The peptides extracted from Jinhua ham were dissolved in borate buffer at a concentration of 5 mg/mL. Solutions were submitted to different heat treatment conditions. Peptide solutions were either placed in a water bath for 10 min at 20, 40, 60, 80 or 100°C, or the solutions were also treated at 100°C for 5, 10, 15, 30 or 60 min. All solutions were cooled to 0°C in ice before the assay of ACE-inhibitory activity as described above.


2.6.2. Effect of NaCl on ACE-inhibitory Activity of Peptides

The peptide solutions were prepared with 2, 4, 6, 8 or 10% (w/w) NaCl, maintained in a water bath for 20 min at 100°C and then rapidly taken to 0°C in ice. To exclude the potential influence of NaCl on the measurement of ACE-inhibitory activity, samples were then desalted by solid phase extraction using an Oasis HLB extraction cartridge (20 cc, Waters, Ireland) and lyophilized for the assay of ACE inhibitory activity.

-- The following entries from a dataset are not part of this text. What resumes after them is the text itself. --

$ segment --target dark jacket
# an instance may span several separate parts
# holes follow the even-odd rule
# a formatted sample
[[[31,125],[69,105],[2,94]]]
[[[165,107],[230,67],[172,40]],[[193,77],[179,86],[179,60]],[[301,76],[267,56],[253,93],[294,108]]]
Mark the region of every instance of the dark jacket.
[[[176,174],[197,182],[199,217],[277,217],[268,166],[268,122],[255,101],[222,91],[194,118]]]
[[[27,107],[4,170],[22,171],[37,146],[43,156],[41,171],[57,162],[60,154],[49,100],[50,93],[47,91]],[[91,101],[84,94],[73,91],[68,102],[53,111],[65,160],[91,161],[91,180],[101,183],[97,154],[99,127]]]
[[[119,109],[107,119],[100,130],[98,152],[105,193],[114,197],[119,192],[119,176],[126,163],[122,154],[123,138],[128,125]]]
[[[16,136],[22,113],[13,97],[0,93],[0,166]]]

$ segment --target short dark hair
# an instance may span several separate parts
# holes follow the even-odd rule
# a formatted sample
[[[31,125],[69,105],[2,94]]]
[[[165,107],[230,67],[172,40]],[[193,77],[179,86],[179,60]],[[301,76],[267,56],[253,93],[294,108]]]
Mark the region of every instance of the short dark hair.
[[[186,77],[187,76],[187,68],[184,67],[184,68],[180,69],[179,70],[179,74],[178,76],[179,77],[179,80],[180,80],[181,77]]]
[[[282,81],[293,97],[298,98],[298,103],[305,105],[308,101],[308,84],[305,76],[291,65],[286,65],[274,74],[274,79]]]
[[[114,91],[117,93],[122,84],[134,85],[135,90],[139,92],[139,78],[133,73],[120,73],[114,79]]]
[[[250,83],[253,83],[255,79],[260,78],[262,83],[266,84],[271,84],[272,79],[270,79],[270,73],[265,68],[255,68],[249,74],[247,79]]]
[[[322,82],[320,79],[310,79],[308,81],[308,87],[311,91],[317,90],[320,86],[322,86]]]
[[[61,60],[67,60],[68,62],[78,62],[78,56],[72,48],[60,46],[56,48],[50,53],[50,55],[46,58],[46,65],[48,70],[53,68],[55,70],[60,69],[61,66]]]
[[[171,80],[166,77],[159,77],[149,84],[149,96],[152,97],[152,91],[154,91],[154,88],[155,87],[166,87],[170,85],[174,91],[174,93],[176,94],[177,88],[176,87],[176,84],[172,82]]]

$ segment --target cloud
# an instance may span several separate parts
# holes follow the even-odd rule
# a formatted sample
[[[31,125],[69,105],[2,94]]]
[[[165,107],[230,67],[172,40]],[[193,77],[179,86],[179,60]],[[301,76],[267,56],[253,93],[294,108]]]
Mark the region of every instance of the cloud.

2.6.3. Effect of pH on ACE-inhibitory Activity of Peptides

The pH of peptides solutions was adjusted to 3.0, 5.0, 7.0, 9.0 and 11.0 with 1 M H3PO4 or 1 M NaOH and then maintained at 20°C for 1 h. The pH was then adjusted to 7.0 before the assay of ACE-inhibitory activity.


2.6.4. Effect of in Vitro Digestion on ACE-inhibitory Activity of Peptides

A pepsin–trypsin in vitro digestion was carried out following the method of De, Deplancke 21. To simulate the digestion in the stomach, the peptide samples were adjusted to pH 2.0 with 1 M HCl. Pepsin was then added at an enzyme to peptide ratio of 1:250. The reaction mixture was incubated at 37°C for 2 h with shaking and then the tubes were placed in boiling water for 10 min to terminate the treatment with pepsin. Subsequently, the samples were rapidly cooled in ice and centrifuged at 5,000 g for 15 min. The supernatant was collected and divided into two portions. One was lyophilized and the other was submitted to the treatment with trypsin. To proceed with the trypsin digestion, the samples were first adjusted to pH 7.5 with 1.0 M NaOH. Trypsin was added in an enzyme to substrate ratio of 1:250, and the above procedure was repeated. The supernatant was then freeze-dried and stored at -20°C.

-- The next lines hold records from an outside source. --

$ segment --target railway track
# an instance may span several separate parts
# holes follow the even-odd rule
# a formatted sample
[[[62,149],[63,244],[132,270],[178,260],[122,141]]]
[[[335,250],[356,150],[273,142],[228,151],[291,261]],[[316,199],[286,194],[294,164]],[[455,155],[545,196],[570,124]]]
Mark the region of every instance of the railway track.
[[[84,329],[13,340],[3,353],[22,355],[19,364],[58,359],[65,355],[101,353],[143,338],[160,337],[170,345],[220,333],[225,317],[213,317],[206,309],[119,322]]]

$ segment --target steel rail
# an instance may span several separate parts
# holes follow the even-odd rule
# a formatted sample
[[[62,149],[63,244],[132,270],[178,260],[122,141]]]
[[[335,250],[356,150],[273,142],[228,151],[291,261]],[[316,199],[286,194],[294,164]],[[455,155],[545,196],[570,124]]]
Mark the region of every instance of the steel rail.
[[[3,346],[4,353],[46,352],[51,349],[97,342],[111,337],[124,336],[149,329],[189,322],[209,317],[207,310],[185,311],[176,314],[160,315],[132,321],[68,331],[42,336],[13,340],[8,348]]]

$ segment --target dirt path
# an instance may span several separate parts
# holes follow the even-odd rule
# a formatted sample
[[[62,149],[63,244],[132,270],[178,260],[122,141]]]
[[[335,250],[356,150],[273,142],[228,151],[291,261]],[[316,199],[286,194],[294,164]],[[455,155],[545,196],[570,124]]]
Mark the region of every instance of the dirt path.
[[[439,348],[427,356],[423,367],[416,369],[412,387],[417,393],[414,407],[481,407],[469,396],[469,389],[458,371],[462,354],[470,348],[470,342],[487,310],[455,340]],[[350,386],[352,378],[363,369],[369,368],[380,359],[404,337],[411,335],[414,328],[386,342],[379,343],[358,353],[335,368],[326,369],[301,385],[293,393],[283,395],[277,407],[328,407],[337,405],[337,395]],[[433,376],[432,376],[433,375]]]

2.7. Total and Free Amino Acids Analysis

The total amino acids of peptides were determined using the method described by Bidlingmeyer, Cohen 22 with slight modifications. Each peptide sample was mixed with 6 M HCl and heated at 110°C for 24 h in an oven before derivatization with phenyl isothiocyanate. In order to determine tryptophan, alkaline hydrolysis was then carried out. Samples were filtered through a Millipore filter having a pore diameter of 0.45 μm (Millipore, Bedford, MA). Each sample (20 μL) was analyzed with amino acid analyzer Hitachi L-8900A (Hitachi Ltd., Japan).

Samples for free amino acid analysis were prepared following the procedures described by Juanmarcos, Purevdorj 23. Free amino acids were then analyzed by repeating the above performance.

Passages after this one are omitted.